有人答:“就是先帝身边的那个大祭司啊。那可是个传奇人物,听说她不仅精通巫术,还长得倾国倾城,连先帝都对她言听计从。”
宁王妃闻言,眼中闪过一抹异色,“哦?竟有如此神奇之人?”
那宗妇继续道:“可不是嘛。”
“那她后来如何了?”
“有人说她得道成仙,也有人传她是被先帝秘密处死了。总之,突然销声匿迹,再无音讯。先帝就命工匠塑了这尊神女石像,立在奉陵之中,好让她能永远守护大巽。”
宁王妃恍然明白,又朝那尊石像看去,仔细地瞧了瞧,“诶?你们看,这神女石像是不是与誉王妃有几分相似?”
宗妇们本想着怎么可能。
可眼神在宋云缨和神女石像间来回看着,细细端详一番后。
有人叹:“是啊,眉宇间是有几分神似。
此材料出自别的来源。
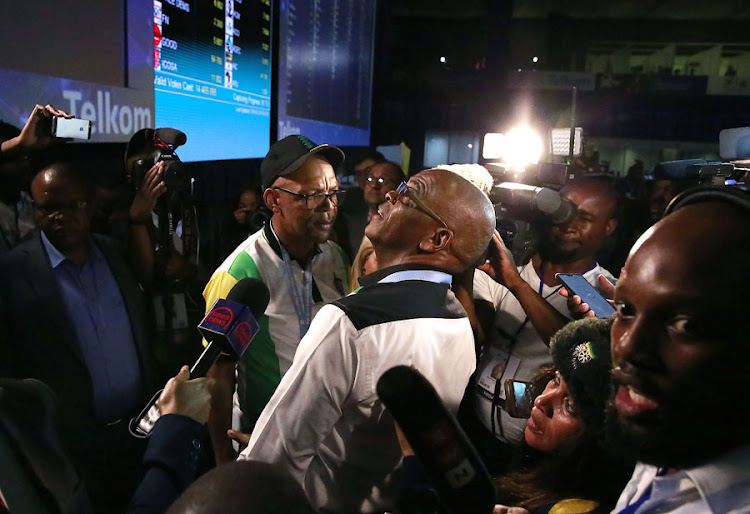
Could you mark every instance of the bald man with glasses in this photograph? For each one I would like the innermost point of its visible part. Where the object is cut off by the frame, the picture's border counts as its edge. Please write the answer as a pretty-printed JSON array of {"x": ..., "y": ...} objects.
[
  {"x": 325, "y": 424},
  {"x": 302, "y": 269}
]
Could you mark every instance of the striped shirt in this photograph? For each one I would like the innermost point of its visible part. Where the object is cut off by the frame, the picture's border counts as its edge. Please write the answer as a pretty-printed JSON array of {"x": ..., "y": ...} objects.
[{"x": 269, "y": 357}]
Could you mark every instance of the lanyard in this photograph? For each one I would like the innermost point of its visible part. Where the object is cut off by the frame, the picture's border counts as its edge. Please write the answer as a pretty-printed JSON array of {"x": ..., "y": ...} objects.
[{"x": 302, "y": 300}]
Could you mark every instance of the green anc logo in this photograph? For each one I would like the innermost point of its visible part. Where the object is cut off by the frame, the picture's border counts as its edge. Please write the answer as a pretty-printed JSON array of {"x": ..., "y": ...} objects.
[{"x": 309, "y": 144}]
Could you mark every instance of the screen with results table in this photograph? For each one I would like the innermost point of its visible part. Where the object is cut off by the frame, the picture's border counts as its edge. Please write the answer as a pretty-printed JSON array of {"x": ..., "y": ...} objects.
[
  {"x": 212, "y": 76},
  {"x": 325, "y": 70}
]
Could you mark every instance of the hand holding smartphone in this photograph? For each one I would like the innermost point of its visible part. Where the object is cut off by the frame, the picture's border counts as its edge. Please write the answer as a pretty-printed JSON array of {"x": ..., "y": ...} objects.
[
  {"x": 579, "y": 286},
  {"x": 71, "y": 128},
  {"x": 518, "y": 400}
]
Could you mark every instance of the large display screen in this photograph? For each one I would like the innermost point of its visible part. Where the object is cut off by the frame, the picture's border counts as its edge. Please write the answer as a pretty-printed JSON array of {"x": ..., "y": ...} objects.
[
  {"x": 325, "y": 70},
  {"x": 94, "y": 62},
  {"x": 212, "y": 75},
  {"x": 200, "y": 66}
]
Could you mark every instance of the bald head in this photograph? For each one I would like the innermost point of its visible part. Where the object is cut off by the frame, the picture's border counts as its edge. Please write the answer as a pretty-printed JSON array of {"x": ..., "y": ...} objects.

”
“宁王妃不提,我们竟没发现呢。”
宁王妃对着始终不言一语的宋云缨道:“誉王妃,难不成你跟这位前朝大祭司有什么渊源吗?”
宋云缨抬头望向石像,神女的目光似乎穿透了时空,与她遥遥相对。
她心中一凛,急忙低下头,不再直视。
“誉王妃?”宁王妃喊她,“你怎么不说话?”
宋云缨掀起眼眸,“宁王妃想让本宫说什么?”
宁王妃一怔,“姐姐没觉得那神女石像跟你有几分神似吗?”
宋云缨似笑非笑地看着她,“天下草木,想象者何其之多,有什么大惊小怪的。难不成,妹妹觉得我是神女吗?”
“我可没这么说。”
“宁王妃没这想法最好。”宋云缨面上不动声色,“本宫出身徽京宋氏,父亲是当朝一品,威北将军,受封公爵。母亲清河陆氏,师承医仙谷散陀真人,一生济世悬壶。一笔笔族谱记录在册,妹妹不信可去查,看看本宫与你口中的神女,是不是真有关系。”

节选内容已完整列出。